Factors governing the germination of Chara vulgaris L. and Nitella flexilis L. were investigated in a series of three experiments. Temperature, light regimes, drying, and changes in oxidation–reduction potential are postulated to be possible triggers working in isolation or in combination on dormant oospores originating in sediments with different physical/chemical characteristics.
In Experiment 1, none of the N. flexilis oospores inoculated into Petri plates and culture tubes containing either agar or water and then exposed to ‘normal’ 12 h daylight 12 h dark germinated when the redox of the media remained relatively constant over the 20-day observation period, while all of the oospores in a tube in which the redox of the agar declined to below 200 mV, germinated. Similarly no germination occurred in the dark without a decrease in redox. When redox fell to below 200 mV, 11% of the inoculated oospores germinated.
In Experiment 2, N. flexilis and C. vulgaris oospores were subjected to cold pre-treatments and inoculated into either water or agar in both plates and tubes. Of the N. flexilis oospores 53% germinated in the dark, and 31% under normal lighting. Of the C. vulgaris, 3% germinated in the dark and 53% under normal lighting. The stimulation of germination with the decrease in redox in the media did not re-occur.

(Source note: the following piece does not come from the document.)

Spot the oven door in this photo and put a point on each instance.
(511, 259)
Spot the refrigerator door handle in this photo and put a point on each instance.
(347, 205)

Experiment 3 compared the germination of C. vulgaris oospores from four ponds contaminated by mining wastes and from a comparatively clean wetland. The oospores were again subjected (or not) to cold pre-treatments, and were drawn from both freshly concentrated sediments and air-dried sediments that had been held in storage for either 97 or 376 days. Notably, a consistent reduction in oospore viability occurred in oospores from a particular mine pond, contaminated by nickel tailings.